Variables such as sex, SMK_stat_type_cd, and DRK_YN are prime candidates for this conversion.

This can be done through the pd.Categorical() method. Taking sex as an example:

Google ColabGoogle Colab
df_smk_drnk['sex'].unique()
array(['Male', 'Female'], dtype=object)
Google ColabGoogle Colab
# Map original values to new values
df_smk_drnk['sex'] = df_smk_drnk['sex'].map({'Male': 'M', 'Female': 'F'})
# Convert column to categorical type
df_smk_drnk['sex'] = pd.Categorical(df_smk_drnk['sex'], categories=['M', 'F'], ordered=True)

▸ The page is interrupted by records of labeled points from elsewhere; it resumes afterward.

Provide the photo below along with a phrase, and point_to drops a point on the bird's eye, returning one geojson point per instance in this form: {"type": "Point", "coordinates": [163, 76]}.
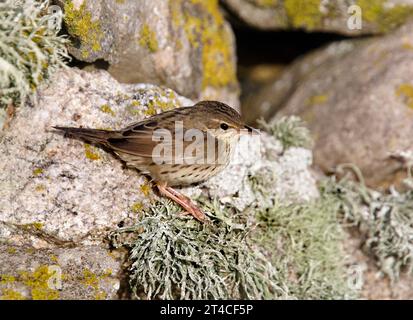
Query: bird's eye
{"type": "Point", "coordinates": [224, 126]}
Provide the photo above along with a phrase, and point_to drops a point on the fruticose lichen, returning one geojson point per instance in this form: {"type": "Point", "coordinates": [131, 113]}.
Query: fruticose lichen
{"type": "Point", "coordinates": [175, 257]}
{"type": "Point", "coordinates": [290, 131]}
{"type": "Point", "coordinates": [384, 218]}
{"type": "Point", "coordinates": [30, 51]}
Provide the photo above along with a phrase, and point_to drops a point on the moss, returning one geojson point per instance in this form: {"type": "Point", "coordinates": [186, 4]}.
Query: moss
{"type": "Point", "coordinates": [90, 152]}
{"type": "Point", "coordinates": [375, 11]}
{"type": "Point", "coordinates": [147, 39]}
{"type": "Point", "coordinates": [80, 25]}
{"type": "Point", "coordinates": [317, 100]}
{"type": "Point", "coordinates": [405, 90]}
{"type": "Point", "coordinates": [304, 14]}
{"type": "Point", "coordinates": [107, 109]}
{"type": "Point", "coordinates": [9, 294]}
{"type": "Point", "coordinates": [37, 282]}
{"type": "Point", "coordinates": [204, 27]}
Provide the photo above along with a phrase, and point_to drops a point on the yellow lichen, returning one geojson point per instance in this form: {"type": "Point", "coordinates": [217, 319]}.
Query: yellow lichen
{"type": "Point", "coordinates": [92, 280]}
{"type": "Point", "coordinates": [147, 38]}
{"type": "Point", "coordinates": [386, 18]}
{"type": "Point", "coordinates": [11, 250]}
{"type": "Point", "coordinates": [90, 152]}
{"type": "Point", "coordinates": [317, 99]}
{"type": "Point", "coordinates": [145, 189]}
{"type": "Point", "coordinates": [405, 90]}
{"type": "Point", "coordinates": [9, 294]}
{"type": "Point", "coordinates": [205, 29]}
{"type": "Point", "coordinates": [107, 109]}
{"type": "Point", "coordinates": [37, 172]}
{"type": "Point", "coordinates": [266, 3]}
{"type": "Point", "coordinates": [137, 207]}
{"type": "Point", "coordinates": [38, 282]}
{"type": "Point", "coordinates": [304, 14]}
{"type": "Point", "coordinates": [80, 25]}
{"type": "Point", "coordinates": [5, 279]}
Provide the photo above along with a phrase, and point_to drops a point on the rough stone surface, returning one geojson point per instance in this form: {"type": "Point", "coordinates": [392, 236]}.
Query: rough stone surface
{"type": "Point", "coordinates": [285, 173]}
{"type": "Point", "coordinates": [378, 16]}
{"type": "Point", "coordinates": [60, 273]}
{"type": "Point", "coordinates": [59, 191]}
{"type": "Point", "coordinates": [63, 187]}
{"type": "Point", "coordinates": [184, 45]}
{"type": "Point", "coordinates": [358, 104]}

Doing the same to the rest of columns:

Google ColabGoogle Colab
df_smk_drnk.info()
Data columns (total 24 columns):
     #   Column            Non-Null Count   Dtype
    ---  ------            --------------   -----
     0   sex               991346 non-null  category
     .
     .
     .
     22  SMK_stat_type_cd  991346 non-null  category
     23  DRK_YN            991346 non-null  category
    dtypes: category(3), float64(18), int64(3)

Data visualization

Analysis of categorical variables

Sex distribution
  • M (Male): 526,415 individuals.
  • F (Female): 464,931 individuals.

Interpretation: The dataset has a fairly balanced gender distribution, with a slightly higher number of males than females. This balance is beneficial for gender-specific analysis, as it minimizes the risk of gender bias in the results.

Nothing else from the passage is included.